That’s what I got today. Three shots. Two in my right arm and one in my left. Will someone please explain to me why I didn’t request to have two in my left and one in my right? I can’t lift my right arm. Help!

Mother and I spent three hours at the travel clinic today trying to (1) get a this-person-is-alive-and-can-walk form for my DTS application signed, (2) acquire some medicine to prevent/reduce the symptoms of altitude sickness, and (3) make sure I have all my immunizations in order for traveling to both Peru and Panama. Three hours. And all the people had to do was confirm I was a living person, order a prescription, and impale my arms multiple times. It shouldn’t have been that difficult.

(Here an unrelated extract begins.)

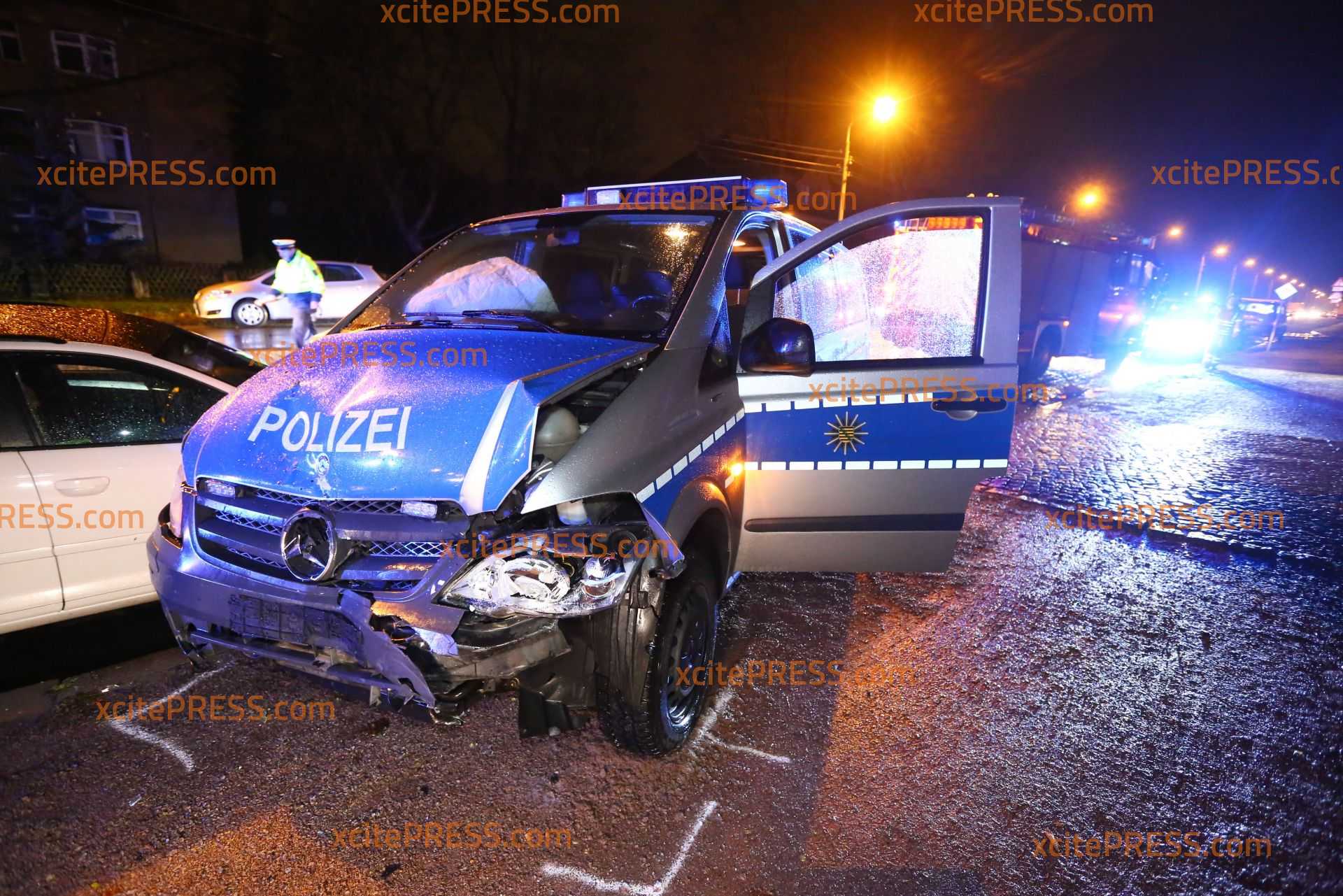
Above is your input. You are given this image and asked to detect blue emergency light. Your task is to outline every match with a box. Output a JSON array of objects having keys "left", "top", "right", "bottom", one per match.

But, of course, the physician’s assistant we were assigned was quite chatty; unfortunately for me, her son had recently visited Peru, so she apparently felt compelled to share with me some of his adventures. And, naturally, the travel clinic could not access the Almighty Immunization Database to find out some detail about my shot record, and our “normal” doctor’s office (not that we ever go to the doctor except in cases such as these) would not answer their phone to supply us with the information. Mom ended up driving down to the other place herself to retrieve the necessary data.

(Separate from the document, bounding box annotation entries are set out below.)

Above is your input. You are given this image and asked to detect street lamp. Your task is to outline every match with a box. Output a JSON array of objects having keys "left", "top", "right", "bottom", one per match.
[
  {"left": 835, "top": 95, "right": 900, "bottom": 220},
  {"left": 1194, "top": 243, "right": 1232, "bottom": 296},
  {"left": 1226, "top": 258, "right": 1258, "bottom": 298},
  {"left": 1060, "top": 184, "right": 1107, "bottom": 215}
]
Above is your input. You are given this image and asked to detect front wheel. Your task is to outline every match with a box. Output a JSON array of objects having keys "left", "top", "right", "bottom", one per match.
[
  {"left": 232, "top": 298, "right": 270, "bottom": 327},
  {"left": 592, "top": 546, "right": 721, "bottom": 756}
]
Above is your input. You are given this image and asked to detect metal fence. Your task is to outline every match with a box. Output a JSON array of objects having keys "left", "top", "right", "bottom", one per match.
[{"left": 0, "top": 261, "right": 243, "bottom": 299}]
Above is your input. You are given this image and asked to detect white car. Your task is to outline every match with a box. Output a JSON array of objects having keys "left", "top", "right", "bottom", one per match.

Finally, when we were about to escape the endless cycle of waiting, listening, waiting, responding, and waiting, I passed out. Yup. I fainted. I had just gotten all three shots, and as the lady who wounded my arms was leaving she said I should sit there for a few minutes to make sure I didn’t get dizzy or something. Psh. Dizzy? I’ve gotten this many shots at least twice before and never had problems. And then, I got dizzy. And “came to” about 15 seconds later with mother, and the two doctorish people who had been detaining us for so long, looking down at me. It was weird. And annoying. I felt like some delicate, Elizabethan female. ugh. Oh, and I dreamt something during those 15 seconds, but I don’t remember what. In any case, from what the doctorish people said, apparently it wasn’t too shocking that I’d passed out, especially considering the amount of sleep I got last night (not much) and the fact that I was probably a bit dehydrated; they called it some sort of something-or-other reaction and said it usually happens to girls about my age. Go figure. Of course, I had to drink some water and not move for a while, but finally they released mother, me, and my poor, aching arms. And that was that. We left, after those exceedingly lengthy three hours, with the form signed, medicine prescribed, and shots gotten.

We came home; I cooked supper. We did some tying down of this and that to prepare for Hurricane Irene. And now I’m going to bed to catch up on sleep.

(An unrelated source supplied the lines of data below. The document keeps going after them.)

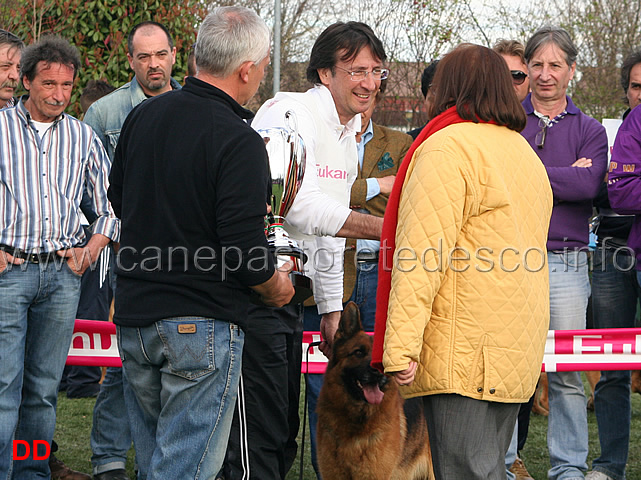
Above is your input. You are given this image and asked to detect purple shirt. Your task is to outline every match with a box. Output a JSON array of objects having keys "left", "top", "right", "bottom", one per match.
[
  {"left": 608, "top": 108, "right": 641, "bottom": 270},
  {"left": 521, "top": 94, "right": 608, "bottom": 250}
]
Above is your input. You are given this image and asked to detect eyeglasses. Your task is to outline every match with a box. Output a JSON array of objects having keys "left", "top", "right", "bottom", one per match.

  1. Yes, I will comment. Immediately I thought of Grandpa. Whenever he went in to the “nurses’ station” for a physical, blood to be drawn or a shot, the nurses always had him lie down because they had seen him before and knew he would “faint” at the sight of a needle. He was such a good patient for me because I wasn’t giving him needles, I guess–just feeding tube manipulation.
    Well, you’ve done it all by now; it’s all in the past. Sleep tight tonight–sweet dreams.

  2. Oh my goodness!! What an interesting day you had. Hope after a good night’s sleep you’ll be back to normal. We’re keeping an eye on Irene too for you. Love, G.L.